Jim was our role model, both as a human being, as a scientist and as an accomplished and faboulus teacher. We are a group of Italian scientists, colleagues and friends, who had the chance of collaborating with him in Particle Physics research for over twenty years at Fermilab. Every passing day, at the lab, we had the chance to learn something new from him. Even things we already knew he was able to present them to us under a different light. Working with him was not only a pleasure (his sense of humor was fantastic) but it was also a privilege, it made us appreciate that there is no limit in how deep things can be studied and understood. He was also a great companion to spend time with: I remember him once in Italy, on a long trip high in the mountains. After a few hours of walk he was exhausted, but his humor never let him down.
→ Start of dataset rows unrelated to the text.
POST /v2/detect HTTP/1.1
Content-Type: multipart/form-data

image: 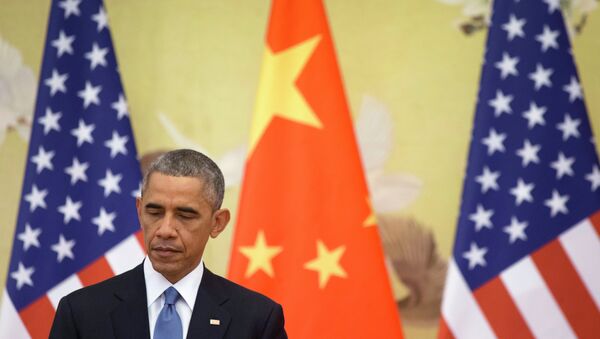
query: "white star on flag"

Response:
[50,30,75,58]
[17,224,42,251]
[543,0,560,14]
[44,69,69,96]
[77,81,102,108]
[556,113,581,141]
[65,157,90,185]
[475,166,500,193]
[24,184,48,212]
[502,217,527,244]
[544,190,569,217]
[10,262,35,290]
[58,195,82,225]
[550,152,575,179]
[92,207,117,235]
[38,108,62,135]
[92,6,108,32]
[463,242,487,270]
[84,42,108,70]
[98,169,123,197]
[469,204,494,232]
[31,146,54,174]
[58,0,81,19]
[104,131,129,159]
[523,101,546,129]
[502,14,526,41]
[71,119,95,147]
[510,178,535,206]
[517,139,542,167]
[51,234,75,262]
[481,128,506,155]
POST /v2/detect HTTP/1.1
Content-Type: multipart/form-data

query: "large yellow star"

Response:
[363,197,377,227]
[304,240,348,289]
[239,230,283,278]
[250,35,323,153]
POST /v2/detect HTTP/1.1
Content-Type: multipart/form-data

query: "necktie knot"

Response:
[165,286,179,305]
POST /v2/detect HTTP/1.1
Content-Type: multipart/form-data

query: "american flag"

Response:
[440,0,600,338]
[0,0,144,338]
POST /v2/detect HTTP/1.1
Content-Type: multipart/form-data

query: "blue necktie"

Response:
[154,286,183,339]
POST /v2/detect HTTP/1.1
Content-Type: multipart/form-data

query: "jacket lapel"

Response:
[110,264,150,339]
[187,267,231,339]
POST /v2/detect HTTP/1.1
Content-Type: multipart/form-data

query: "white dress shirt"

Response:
[144,256,204,339]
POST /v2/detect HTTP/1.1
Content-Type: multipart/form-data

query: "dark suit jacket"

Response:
[50,265,287,339]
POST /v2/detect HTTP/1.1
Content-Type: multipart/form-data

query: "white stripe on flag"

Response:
[46,274,83,309]
[0,289,31,339]
[560,219,600,310]
[442,259,496,339]
[105,235,145,275]
[500,256,575,339]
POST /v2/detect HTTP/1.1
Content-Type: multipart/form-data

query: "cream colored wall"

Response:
[0,0,600,338]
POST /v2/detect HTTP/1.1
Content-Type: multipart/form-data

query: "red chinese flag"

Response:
[229,0,402,338]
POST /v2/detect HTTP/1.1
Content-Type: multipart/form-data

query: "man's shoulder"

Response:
[65,266,143,303]
[203,270,279,308]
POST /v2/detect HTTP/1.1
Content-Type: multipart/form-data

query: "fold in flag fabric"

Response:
[439,0,600,338]
[229,0,402,338]
[0,0,144,338]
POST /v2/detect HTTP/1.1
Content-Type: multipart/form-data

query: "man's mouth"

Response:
[152,246,181,258]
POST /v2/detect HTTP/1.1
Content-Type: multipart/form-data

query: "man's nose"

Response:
[156,214,177,238]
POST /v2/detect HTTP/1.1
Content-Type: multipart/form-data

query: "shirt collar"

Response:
[144,256,204,310]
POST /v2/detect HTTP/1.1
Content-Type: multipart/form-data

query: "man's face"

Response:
[136,172,230,283]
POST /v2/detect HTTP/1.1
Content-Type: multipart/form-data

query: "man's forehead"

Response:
[147,172,204,188]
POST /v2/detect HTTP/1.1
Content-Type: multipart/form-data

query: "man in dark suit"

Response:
[50,150,287,339]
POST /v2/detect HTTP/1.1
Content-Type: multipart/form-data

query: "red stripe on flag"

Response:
[473,277,533,338]
[77,257,115,286]
[135,230,146,254]
[19,296,54,339]
[438,317,454,339]
[590,211,600,236]
[532,240,600,338]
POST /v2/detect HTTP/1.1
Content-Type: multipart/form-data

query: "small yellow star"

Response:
[304,240,348,289]
[239,230,283,278]
[363,197,377,227]
[249,35,323,154]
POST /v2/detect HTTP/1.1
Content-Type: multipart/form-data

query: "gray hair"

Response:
[142,149,225,210]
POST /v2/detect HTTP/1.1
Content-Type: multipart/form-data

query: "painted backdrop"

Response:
[0,0,600,338]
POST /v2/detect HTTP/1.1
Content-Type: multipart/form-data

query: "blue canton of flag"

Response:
[0,0,143,338]
[440,0,600,338]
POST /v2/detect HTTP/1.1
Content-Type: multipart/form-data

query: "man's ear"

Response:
[135,197,142,225]
[210,208,231,238]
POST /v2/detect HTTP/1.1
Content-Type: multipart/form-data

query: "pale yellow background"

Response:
[0,0,600,338]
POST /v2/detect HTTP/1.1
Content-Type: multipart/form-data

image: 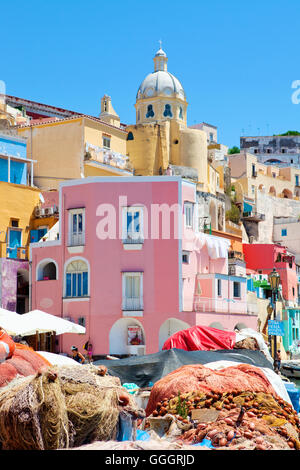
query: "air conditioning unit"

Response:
[45,207,54,216]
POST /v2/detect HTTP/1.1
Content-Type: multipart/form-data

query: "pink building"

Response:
[31,176,257,356]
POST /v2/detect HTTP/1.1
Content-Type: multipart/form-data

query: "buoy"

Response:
[0,327,16,363]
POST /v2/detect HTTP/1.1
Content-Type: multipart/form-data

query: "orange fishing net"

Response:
[146,364,276,416]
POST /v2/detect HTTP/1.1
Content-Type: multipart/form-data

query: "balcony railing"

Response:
[242,211,266,222]
[122,237,144,245]
[193,296,247,313]
[228,250,244,261]
[5,246,28,260]
[84,143,132,171]
[69,232,84,246]
[122,297,144,311]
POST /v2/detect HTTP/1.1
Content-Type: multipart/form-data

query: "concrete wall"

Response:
[256,191,300,243]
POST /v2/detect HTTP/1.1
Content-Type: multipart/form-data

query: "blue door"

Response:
[7,229,22,258]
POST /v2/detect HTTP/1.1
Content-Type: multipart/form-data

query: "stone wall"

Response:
[256,191,300,243]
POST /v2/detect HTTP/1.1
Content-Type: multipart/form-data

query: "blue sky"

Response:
[0,0,300,146]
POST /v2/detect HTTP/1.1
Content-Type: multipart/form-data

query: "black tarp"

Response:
[94,349,273,387]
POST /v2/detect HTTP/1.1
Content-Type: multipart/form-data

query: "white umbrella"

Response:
[18,310,85,336]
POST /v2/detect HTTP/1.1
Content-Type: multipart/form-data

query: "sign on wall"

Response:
[268,320,284,336]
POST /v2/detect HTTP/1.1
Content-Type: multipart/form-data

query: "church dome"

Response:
[137,48,186,100]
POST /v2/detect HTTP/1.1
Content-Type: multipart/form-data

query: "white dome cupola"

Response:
[135,43,187,124]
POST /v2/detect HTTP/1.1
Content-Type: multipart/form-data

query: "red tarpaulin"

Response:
[163,326,236,351]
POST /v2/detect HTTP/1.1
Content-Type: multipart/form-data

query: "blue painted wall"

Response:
[0,135,27,158]
[0,136,27,184]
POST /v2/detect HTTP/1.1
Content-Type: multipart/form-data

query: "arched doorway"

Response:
[16,268,29,313]
[158,318,191,351]
[269,186,276,196]
[209,201,217,230]
[282,189,293,199]
[109,318,146,355]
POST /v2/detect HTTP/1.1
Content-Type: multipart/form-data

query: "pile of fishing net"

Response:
[146,364,275,415]
[0,365,145,450]
[0,343,51,387]
[233,338,260,351]
[143,364,300,450]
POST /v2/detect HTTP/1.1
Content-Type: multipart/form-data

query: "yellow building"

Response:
[127,48,208,186]
[17,100,132,190]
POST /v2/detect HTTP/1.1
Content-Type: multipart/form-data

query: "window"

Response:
[65,260,89,297]
[36,258,58,281]
[146,104,154,118]
[11,219,19,227]
[43,263,56,281]
[184,202,194,228]
[102,136,110,149]
[69,209,85,246]
[217,279,222,297]
[164,104,173,117]
[233,281,241,297]
[123,206,144,243]
[122,272,144,311]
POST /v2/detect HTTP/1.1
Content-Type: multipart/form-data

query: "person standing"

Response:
[274,349,281,374]
[71,346,85,364]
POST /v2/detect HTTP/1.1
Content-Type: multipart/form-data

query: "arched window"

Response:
[36,259,58,281]
[146,104,154,118]
[65,260,89,297]
[164,104,173,117]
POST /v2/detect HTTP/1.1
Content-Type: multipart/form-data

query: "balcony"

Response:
[1,243,28,260]
[69,232,85,247]
[193,295,247,314]
[84,142,133,174]
[242,211,266,222]
[122,297,144,317]
[228,250,244,261]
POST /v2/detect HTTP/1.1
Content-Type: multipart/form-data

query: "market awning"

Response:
[0,309,86,336]
[0,308,23,336]
[20,310,85,336]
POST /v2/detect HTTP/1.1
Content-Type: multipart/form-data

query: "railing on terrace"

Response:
[1,243,29,260]
[193,296,248,313]
[122,237,144,245]
[243,211,266,221]
[122,297,144,311]
[84,143,133,171]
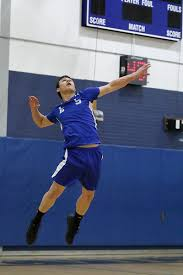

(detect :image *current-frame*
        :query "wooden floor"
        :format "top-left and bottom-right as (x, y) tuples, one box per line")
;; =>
(0, 250), (183, 275)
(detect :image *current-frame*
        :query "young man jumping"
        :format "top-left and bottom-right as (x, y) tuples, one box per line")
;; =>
(26, 64), (150, 245)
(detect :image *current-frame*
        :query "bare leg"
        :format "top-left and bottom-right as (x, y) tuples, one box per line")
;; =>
(65, 187), (95, 245)
(76, 187), (95, 216)
(39, 182), (65, 213)
(26, 182), (65, 245)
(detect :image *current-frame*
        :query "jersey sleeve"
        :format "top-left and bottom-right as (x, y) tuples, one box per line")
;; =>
(80, 87), (100, 101)
(46, 110), (58, 124)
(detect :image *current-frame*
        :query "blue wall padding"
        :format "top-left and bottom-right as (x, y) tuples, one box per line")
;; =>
(0, 138), (183, 246)
(8, 71), (183, 149)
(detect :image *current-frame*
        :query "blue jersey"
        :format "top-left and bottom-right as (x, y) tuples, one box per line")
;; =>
(46, 87), (100, 148)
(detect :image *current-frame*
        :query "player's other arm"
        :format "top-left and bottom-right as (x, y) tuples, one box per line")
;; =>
(99, 63), (151, 97)
(29, 96), (54, 128)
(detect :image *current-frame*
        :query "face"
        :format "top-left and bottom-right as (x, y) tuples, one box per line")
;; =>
(57, 77), (76, 96)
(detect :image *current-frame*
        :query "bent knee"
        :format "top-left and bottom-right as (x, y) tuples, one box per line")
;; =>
(47, 184), (64, 199)
(82, 191), (95, 202)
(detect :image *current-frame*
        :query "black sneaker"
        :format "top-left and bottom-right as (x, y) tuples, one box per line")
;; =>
(65, 215), (79, 245)
(26, 220), (41, 245)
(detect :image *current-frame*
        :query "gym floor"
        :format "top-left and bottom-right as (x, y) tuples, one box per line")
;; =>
(0, 249), (183, 275)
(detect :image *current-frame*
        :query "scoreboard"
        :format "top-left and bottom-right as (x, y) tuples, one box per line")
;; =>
(82, 0), (182, 41)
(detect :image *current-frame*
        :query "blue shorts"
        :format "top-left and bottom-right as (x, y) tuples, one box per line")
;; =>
(52, 147), (103, 190)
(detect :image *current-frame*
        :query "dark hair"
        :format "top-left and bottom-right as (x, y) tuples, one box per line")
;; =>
(56, 75), (72, 99)
(56, 75), (72, 89)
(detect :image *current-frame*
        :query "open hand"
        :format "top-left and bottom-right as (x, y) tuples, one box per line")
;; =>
(29, 96), (40, 109)
(136, 63), (151, 78)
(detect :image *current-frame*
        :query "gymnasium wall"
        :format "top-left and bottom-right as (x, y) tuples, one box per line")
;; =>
(0, 138), (183, 246)
(9, 0), (183, 91)
(7, 71), (183, 149)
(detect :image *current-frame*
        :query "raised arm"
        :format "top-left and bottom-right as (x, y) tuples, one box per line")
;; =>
(29, 96), (54, 128)
(99, 63), (151, 97)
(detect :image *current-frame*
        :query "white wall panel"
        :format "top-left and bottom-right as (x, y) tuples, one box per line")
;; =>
(10, 0), (183, 90)
(10, 40), (94, 79)
(147, 60), (179, 91)
(178, 65), (183, 92)
(11, 0), (96, 49)
(94, 53), (119, 82)
(132, 35), (181, 62)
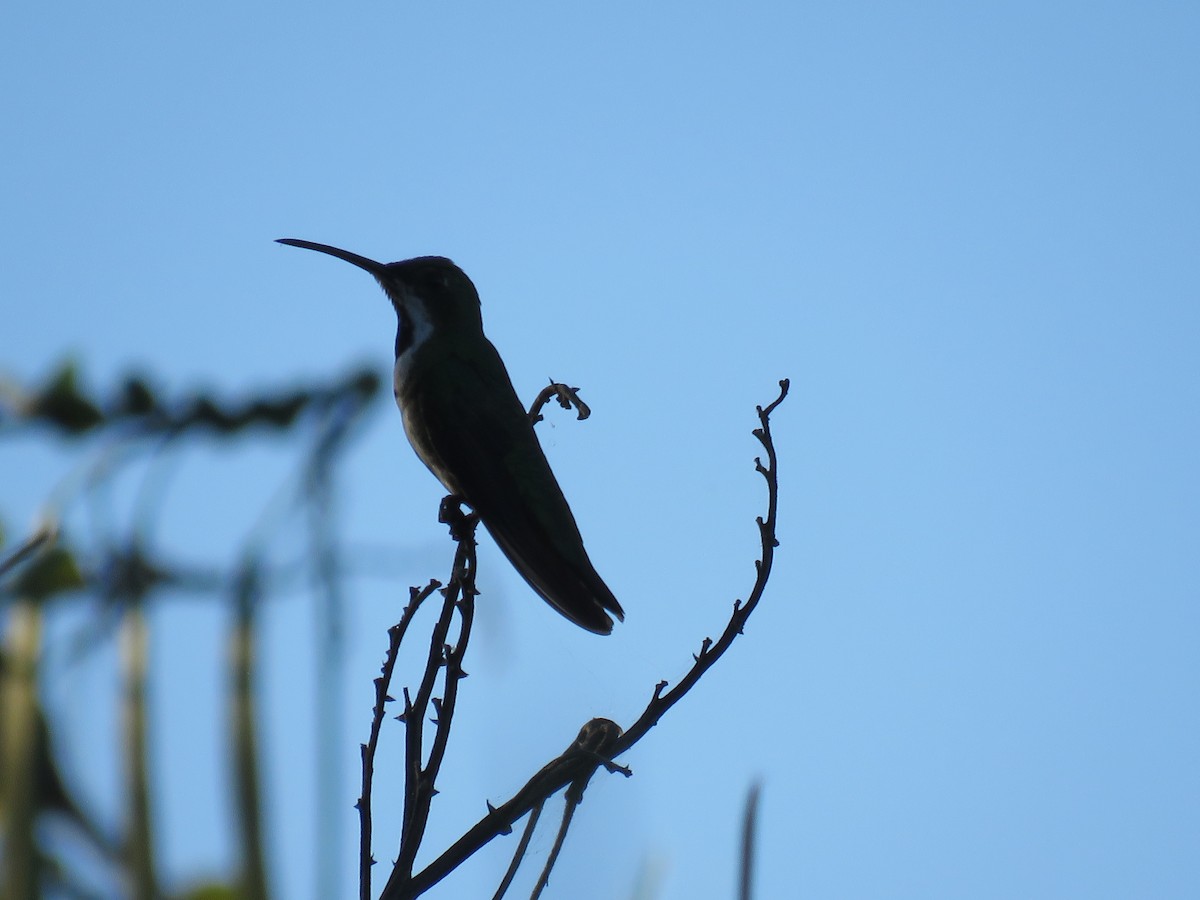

We are deeply missing you, dear Jim. May the earth be light upon you.


daniele brambilla posted on 7/31/20

RIP Jim. You have been an inspiring professor even over the Ocean to a young Italian student who had the great opportunity to meet you in Fermilab. I own you the only little "contribution" I gave to physics as you sponsored my results on semi-leptonic decays. I will never forget you.


Sharon Gray Garbutt posted on 7/30/20

Jim has been a good and fascinating friend for over 50 years! The only thing I knew for sure when meeting up with him was that it was going to be fun...whether we got off on movies, politics, books, trips, art, physics(!)---whatever it was, Jim would always be there with his unique insights and enthusiasm. I will miss him, but thinking about him will always make me smile.



Peggy Pennell posted on 7/30/20

To honor the memory of a kind and appreciative professor.


Inga Karliner posted on 7/30/20

Thank you Jim for teaching me about Grappelli.


Rob Gardner posted on 7/30/20

It is difficult to overstate the impact Jim had on my formation as a particle physicist with a computational bent. Each day began in his office with analysis and interpretation of results from the overnight data processing or detector simulation runs on the computers we had in the department at that time. We were sitting on a very rich charm particle data set, and Jim’s goal was to squeeze every last ounce of it to reveal and measure the quantum properties of heavy quarks. He loved charm physics, statistics and model fitting. These morning discussions could sometimes last until lunch, at which point we’d continue them down at Murphy’s on Green Street, developing the strategy for the next steps. Long afternoons of quiet analysis or writing papers usually followed, the sounds of Charlie Parker’s music coming from Jim’s office across the hall. There was little email or other modern disruptions back then; the pace always seemed relaxed yet incredibly productive. When there were setbacks, a disappointment, or some other result that challenged our thinking, Jim’s response was always “let’s get coffee” and we’d sort it out. I always enjoyed trips to Fermilab with him, to work on experiments or give talks at collaboration meetings, which were a sort of competitive sport for Jim. I learned quite a lot about physics and analysis on the backroads between Urbana and Batavia. I fondly remember taking shifts with Jim in the wideband laboratory. There was the joy of laboratory work and even sometimes drama in the “counting house” where we recorded data with our FOCUS collaborators. After a week of long days and nights spent successfully commissioning a rebuilt detector, we returned to Urbana late in the evening. As he dropped me off he remarked “it’s been real.” It surely was. Of the many memories and phrases from Jim that I carry around in my head, that is one I’ll savor.